Maaz Shaikh - S3795603
Vaishnavi Narayana Naik - S3797442
Last updated: 26 October, 2019
You must publish your presentation to RPubs (see here) and add this link to your presentation here.
Rpubs link comes here: http://rpubs.com/vaishnavi-naik/542466
We investigate if men and women across many occupations get an equal amount of income in the United States. We consider the open data provided on Kaggle - Incomes by Career and Gender to carry out our investigation. The dataset, was retrieved from the Bureau of Labor Statistics, and we will be looking at weekly median incomes for 558 different occupations.
The problem statement/question is to find out if male and female employees have equal income across many occupations in the United States of America.
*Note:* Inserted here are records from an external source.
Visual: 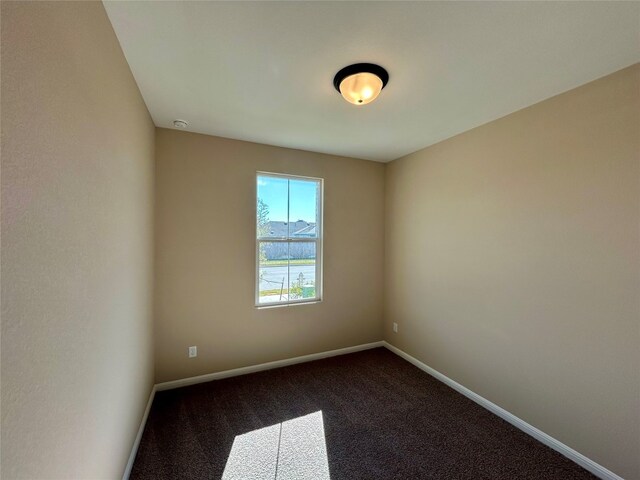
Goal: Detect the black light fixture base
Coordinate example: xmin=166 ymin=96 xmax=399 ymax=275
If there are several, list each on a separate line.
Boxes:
xmin=333 ymin=63 xmax=389 ymax=92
An open dataset is being used to observe the descriptive statistics, boxplots and qqplots to visualise the data and examine the different income rates for male and females across many occupations. Following this, a hypothesis test - Two sample t-test is performed on the dataset to find (if any) statistical significant difference between the income per week between the two genders.
We use the open data from Kaggle - U.S. Incomes by Occupation and Gender. This dataset was retrieved from the Bureau of Labor Statistics and contains 558 observations and contains 7 variables.
## Classes 'spec_tbl_df', 'tbl_df', 'tbl' and 'data.frame': 558 obs. of 7 variables:
## $ Occupation : chr "ALL OCCUPATIONS" "MANAGEMENT" "Chief executives" "General and operations managers" ...
## $ All_workers: num 109080 12480 1046 823 8 ...
## $ All_weekly : chr "809" "1351" "2041" "1260" ...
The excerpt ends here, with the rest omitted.